Begin by making the the cinnamon sugar filling. Do this by mixing the softened butter with brown sugar and cinnamon. 57 grams salted butter, softened, 100 grams brown sugar, 8 grams cinnamon
Spread a thin layer of the filling out on a piece of parchment paper. I find short and quick strokes work best when spreading it as the mixture likes to stick to the spatula.
Place the mixture in the freezer while making the cookie dough.

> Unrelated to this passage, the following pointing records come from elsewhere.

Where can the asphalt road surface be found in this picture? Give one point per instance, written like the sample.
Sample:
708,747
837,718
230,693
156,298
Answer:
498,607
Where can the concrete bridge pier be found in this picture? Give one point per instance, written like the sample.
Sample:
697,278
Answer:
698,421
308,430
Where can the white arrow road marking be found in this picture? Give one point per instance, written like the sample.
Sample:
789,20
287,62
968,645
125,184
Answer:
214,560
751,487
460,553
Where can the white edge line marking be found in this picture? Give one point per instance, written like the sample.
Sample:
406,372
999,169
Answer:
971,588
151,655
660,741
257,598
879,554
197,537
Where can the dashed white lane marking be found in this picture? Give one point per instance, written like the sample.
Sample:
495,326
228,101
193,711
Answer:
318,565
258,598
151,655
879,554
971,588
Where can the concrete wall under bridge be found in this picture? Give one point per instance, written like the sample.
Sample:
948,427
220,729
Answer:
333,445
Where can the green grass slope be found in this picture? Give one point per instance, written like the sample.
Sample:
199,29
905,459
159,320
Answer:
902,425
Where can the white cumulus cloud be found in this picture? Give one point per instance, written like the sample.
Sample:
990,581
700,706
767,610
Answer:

Brown the butter by cutting it into cubes. Add it to a light-colored pan, if you have one, so that you can easily see when the butter has browned. Heat over medium heat, stirring consistently to prevent the butter from burning. Heat for about 5-8 minutes or until the milk solids have turned a golden brown color and you can smell the nutty aroma. Remove from the pan and let it cool for a few minutes.227 grams salted butter
Once the brown butter has cooled somewhat, mix the brown butter and brown sugar in a large mixing bowl.250 grams brown sugar
Stir in the egg, sourdough discard, and vanilla extract. 1 large egg, 75 grams sourdough discard, 13 grams vanilla extract
Add the baking soda, salt and all-purpose flour until it is just incorporated. 5 grams baking soda, 3 grams salt, 350 grams all-purpose flour
Remove the cinnamon sugar filling from the freezer and bring the sides of the parchment paper together to start breaking it up into different sized pieces. If the mixture is not firm yet, return it to the freezer until it is firm and can be easily removed from the parchment paper.
Dump the cinnamon sugar pieces into the bowl and fold them into the dough until it's just incorporated; don’t overmix.

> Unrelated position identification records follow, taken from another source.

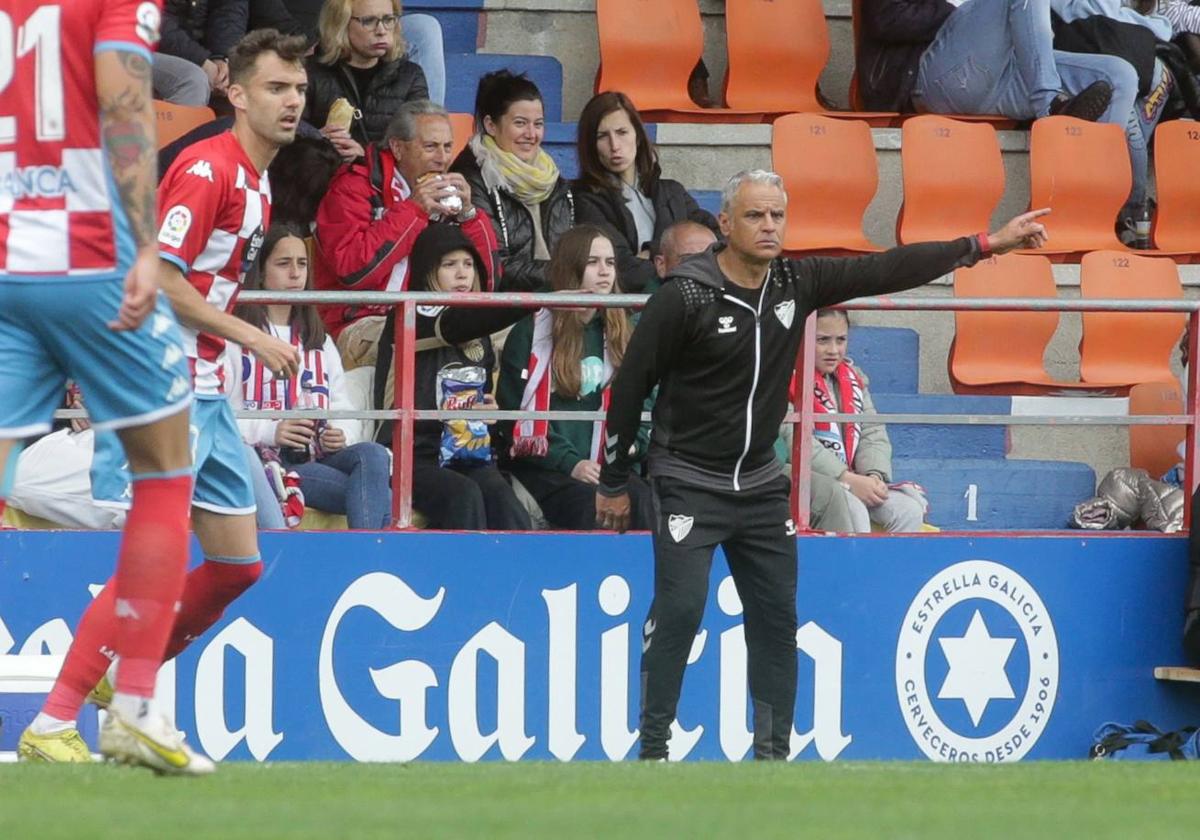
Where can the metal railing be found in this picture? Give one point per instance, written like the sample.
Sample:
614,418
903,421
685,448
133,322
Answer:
406,412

Use a 4-tablespoon cookie scoop or, if using a 2-tablespoon scoop, portion two scoops (about 60 grams total), and stack them on top of each other. Quickly roll the dough between your palms to form a tall cylinder, then place it on a lined baking sheet. You should end up with 16 cookies.
Cover the pan and put it in the fridge for at least 30 minutes or up to 3 days.
When ready to bake, preheat the oven to 350ºF and put 8 cookies on a lined baking sheet. Bake for about 14 minutes or until the edges are lightly browned and the tops have lost their sheen. Repeat with the remaining cookies.If you’re baking 2 cookie sheets at once, rotate the pans on the racks halfway through baking.
Remove the cookies from the oven and let them sit for a couple of minutes before transferring to a cooling rack.
In a small bowl, mix together the cream cheese icing and drizzle it over the cookies.28 grams cream cheese, softened, 120 grams powdered sugar, 5 grams vanilla extract, 30-45 grams milk
Notes
For perfectly round cookies every time, immediately after removing them from the oven, place a large round mason jar ring around each cookie and gently rotate it in a circular motion until it reaches your desired shape.
To get tall, thick cookies, shape the dough into a taller cylinder. This helps the cookies hold their height as they bake instead of spreading too much.
Don’t over-bake! Cookies continue to bake as they cool, so don’t over-bake these. Once they start to brown on the sides and lose the sheen on top, pull them out.
To get visible swirls of cinnamon sugar, avoid overmixing once the cinnamon sugar shards are added. Mix just until they’re evenly distributed.